1_000_000.times { my_invariant }
In particular, pay attention to strings longer than 23 bytes or a multitude of small arrays containing 4 elements or more. They have to be allocated “off-heap” with malloc, which can contribute to fragmentation.
Conclusion
I’m an idealist when it comes to computers. While myself and others enjoy talking about garbage collection, in an ideal world GC should be something we never think about. Computers should be smart enough to optimize memory usage automatically. MRI lags behind in this department. For example, not all objects need to be allocated on the heap. There’s been a lot of research into escape analysis to keep objects on the stack so they are freed immediately with no GC. Some of this research has made its way into the HotSpot JVM and even more complicated object lifetime analysis is theoretically possible. Ruby’s garbage collector also does not run concurrently—it has to pause your program’s execution to do its work—nor does it minimize fragmentation via compaction or copying. MRI’s memory management could be so much better.

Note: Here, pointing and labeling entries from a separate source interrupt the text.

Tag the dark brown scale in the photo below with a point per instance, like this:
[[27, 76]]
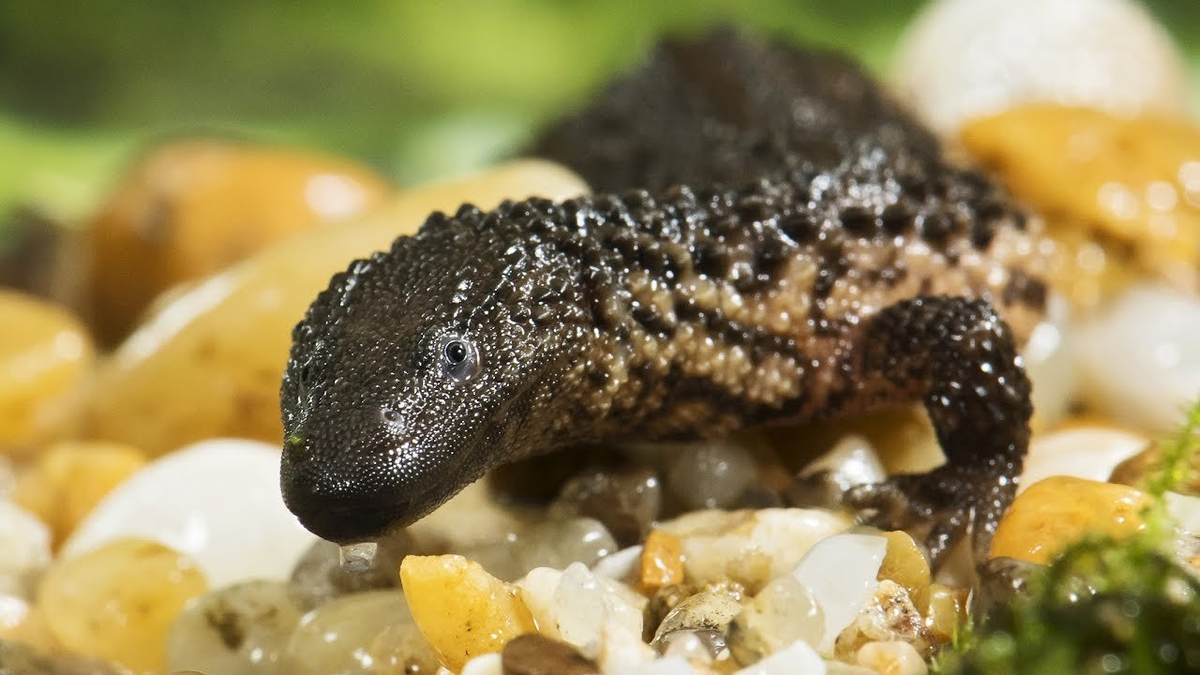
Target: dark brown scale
[[780, 243]]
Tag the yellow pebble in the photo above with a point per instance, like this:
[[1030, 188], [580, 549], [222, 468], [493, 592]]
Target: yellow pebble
[[45, 357], [462, 610], [1053, 513], [71, 478], [118, 602], [905, 565], [661, 562]]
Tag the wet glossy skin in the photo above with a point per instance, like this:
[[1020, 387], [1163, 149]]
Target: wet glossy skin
[[801, 250]]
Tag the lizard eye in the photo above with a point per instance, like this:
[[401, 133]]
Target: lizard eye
[[460, 359]]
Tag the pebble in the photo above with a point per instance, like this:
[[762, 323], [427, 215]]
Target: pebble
[[69, 479], [749, 547], [1051, 514], [627, 501], [118, 602], [841, 571], [783, 613], [43, 368], [1139, 360], [892, 657], [660, 563], [461, 609], [1108, 54], [24, 549], [240, 629], [889, 615], [709, 475], [1087, 452], [342, 635], [217, 501], [538, 655], [576, 605], [318, 577]]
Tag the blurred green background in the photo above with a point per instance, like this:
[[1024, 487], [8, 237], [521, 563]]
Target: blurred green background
[[414, 88]]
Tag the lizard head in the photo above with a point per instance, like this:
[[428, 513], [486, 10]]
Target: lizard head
[[421, 368]]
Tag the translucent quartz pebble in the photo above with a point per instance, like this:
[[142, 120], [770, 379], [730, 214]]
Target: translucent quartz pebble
[[43, 365], [217, 501], [1139, 359], [1107, 54], [793, 659], [24, 548], [461, 609], [1081, 452], [118, 602], [841, 573], [625, 501], [749, 547], [711, 475], [18, 658], [240, 629], [319, 577], [783, 613], [576, 605], [340, 638]]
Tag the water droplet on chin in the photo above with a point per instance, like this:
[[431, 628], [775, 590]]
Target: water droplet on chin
[[358, 557]]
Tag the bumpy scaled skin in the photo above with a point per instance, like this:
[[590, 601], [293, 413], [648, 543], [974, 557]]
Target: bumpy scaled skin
[[856, 270]]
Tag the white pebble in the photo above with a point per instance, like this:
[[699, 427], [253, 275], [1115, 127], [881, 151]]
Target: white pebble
[[24, 549], [217, 501], [966, 59], [841, 573], [575, 605], [796, 659], [484, 664], [1139, 360], [1085, 452]]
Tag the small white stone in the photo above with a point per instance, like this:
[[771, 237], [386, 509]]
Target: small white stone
[[24, 549], [1139, 360], [841, 573], [1084, 452], [799, 658], [217, 501], [966, 59], [576, 605], [484, 664], [750, 547]]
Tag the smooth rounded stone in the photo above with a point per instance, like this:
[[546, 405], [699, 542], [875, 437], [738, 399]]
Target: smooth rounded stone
[[1108, 54], [18, 658], [69, 479], [780, 614], [191, 362], [217, 501], [119, 601], [1084, 452], [43, 368], [337, 637], [893, 657], [749, 547], [798, 657], [1139, 359], [576, 605], [538, 655], [240, 629], [461, 609], [843, 573], [627, 501], [889, 615], [24, 549], [318, 577], [709, 475], [1053, 513]]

And yet, as much fun as it is to salivate over GC buzzwords, as the above paragraph demonstrates, GC buzzwords are only useful to complain. At some level, I actually dislike GC. Automatic memory management techniques are a means, not an end. They are a means that the computer should be smart enough to figure out by itself. It bothers me that I have to even think about memory usage, much less optimize it and write four blog posts on it. Automatic memory management should so smart that budding programmers never have to ask, “What’s GC?”
However, until the day comes when Ruby is smarter with its memory, we have to be smarter for Ruby.
Comments
BTW
1_000_000.times { "some string or object".freeze }
is about the same as the invariant version.Ruby’s GC and general memory tuning is a royal headache. Probably the worst of all the alternatives out there. One of the things I keep telling people is to take that into account when choosing the language for a particular module.
One other problem people tend to have is “I’m going to write my module in language XYZ but using the styles and patterns learned from language ABC.” That rarely works out, especially in any other language going to Ruby (except maybe Erlang).
That all being said - I have been able to rewrite microservices in other languages faster than Ruby experts could tune to get even 25% towards their goals. The opposite is true, too. I’ve had times where rewriting in Ruby was faster than tuning the other language. It depended on what the language was good at and what the service was for.
Sometimes, it’s just simply the best option to consider a different language if it’s better at the task at hand. In the cases where it’s not, then this is probably the best blog out there.